In order to update the model, the Google sheet has to be edited, and the generate_yaml_model workflow has to be triggered manually.
These models are used to extract the core types and used by the main models, you can see it in the imports
sections.
Contains the core types used in the Anatomical Structure Schema.
The model has been created directly in the YAML format, and all the updates can be done by editing the file directly.

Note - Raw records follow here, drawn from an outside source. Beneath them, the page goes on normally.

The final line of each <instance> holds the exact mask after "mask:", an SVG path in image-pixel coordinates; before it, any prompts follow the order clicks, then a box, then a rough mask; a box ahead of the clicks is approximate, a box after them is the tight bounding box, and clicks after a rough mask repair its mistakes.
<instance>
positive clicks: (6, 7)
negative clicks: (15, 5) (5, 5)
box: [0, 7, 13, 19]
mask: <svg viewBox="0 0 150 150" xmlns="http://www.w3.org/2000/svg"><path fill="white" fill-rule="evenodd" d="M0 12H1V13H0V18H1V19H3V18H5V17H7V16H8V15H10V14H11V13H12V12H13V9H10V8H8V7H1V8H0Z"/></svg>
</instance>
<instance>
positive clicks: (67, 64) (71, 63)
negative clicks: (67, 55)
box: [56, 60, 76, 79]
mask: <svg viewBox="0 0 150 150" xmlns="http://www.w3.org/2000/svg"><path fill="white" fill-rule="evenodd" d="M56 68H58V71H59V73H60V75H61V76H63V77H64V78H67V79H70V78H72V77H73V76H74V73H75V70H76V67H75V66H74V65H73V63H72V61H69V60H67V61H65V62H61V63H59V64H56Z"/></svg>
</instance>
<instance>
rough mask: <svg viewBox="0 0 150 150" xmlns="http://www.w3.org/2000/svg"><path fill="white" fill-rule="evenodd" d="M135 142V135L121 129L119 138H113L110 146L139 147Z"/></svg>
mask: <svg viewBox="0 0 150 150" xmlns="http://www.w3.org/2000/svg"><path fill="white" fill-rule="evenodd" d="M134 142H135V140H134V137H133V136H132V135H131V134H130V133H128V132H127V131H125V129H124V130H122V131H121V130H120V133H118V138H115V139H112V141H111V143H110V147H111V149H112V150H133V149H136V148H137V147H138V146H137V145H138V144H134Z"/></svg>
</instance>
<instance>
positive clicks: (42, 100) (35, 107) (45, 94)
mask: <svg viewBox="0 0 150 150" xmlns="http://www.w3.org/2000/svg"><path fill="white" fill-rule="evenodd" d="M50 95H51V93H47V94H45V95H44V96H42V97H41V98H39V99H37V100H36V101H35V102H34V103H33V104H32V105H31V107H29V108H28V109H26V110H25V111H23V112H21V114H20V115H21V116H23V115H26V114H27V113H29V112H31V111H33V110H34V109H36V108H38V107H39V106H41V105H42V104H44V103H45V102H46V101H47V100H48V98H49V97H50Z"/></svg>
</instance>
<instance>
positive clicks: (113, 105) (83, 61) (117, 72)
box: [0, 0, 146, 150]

The model contains a subset of classes from the Biolink Model
with some modifications to fit the needs of the BICAN project (currently only the category
slot is modified). The model
is created using the LinkML Schema Trimmer from the bkbit package. The Biolink Model was
trimmed to contain these classes: 'gene', 'genome', 'organism taxon', 'thing with taxon', 'material sample', 'procedure', 'entity', 'activity', 'named thing';
as well as respective dependency classes, slots, and enums to create BICAN Biolink.
The yaml file can be recreated by running the LinkML Schema Trimmer
from bkbit
package:
$ bkbit linkml-trimmer --classes "gene, genome, organism taxon, thing with taxon, material sample, procedure, entity, activity, named thing" biolink.yaml > bican-biolink.yaml
In order to adjust the category
slot, the following you can run:
python ../utils/bican_biolink_edit.py bican_biolink.yaml
The BICAN Core schema is designed to represent classes, slots, and enums that are frequently used in BICAN schemas.
The model has been created directly in the YAML format, and all the updates can be done by editing the file directly.
The BICAN Prov schema contains a subset of classes from the Prov Data Model (PROV-DM) that are frequently used in BICAN schemas.
The model has been created directly in the YAML format, and all the updates can be done by editing the file directly.
These are models that are no longer used, but are kept for reference.
A depreciated model, initial attempt to convert a CCN2 model to LinkML.
A depreciated model, initial attempt to provide a schema for data presented on Figure1 from Yao, Z. et al., Nature 624 (2023).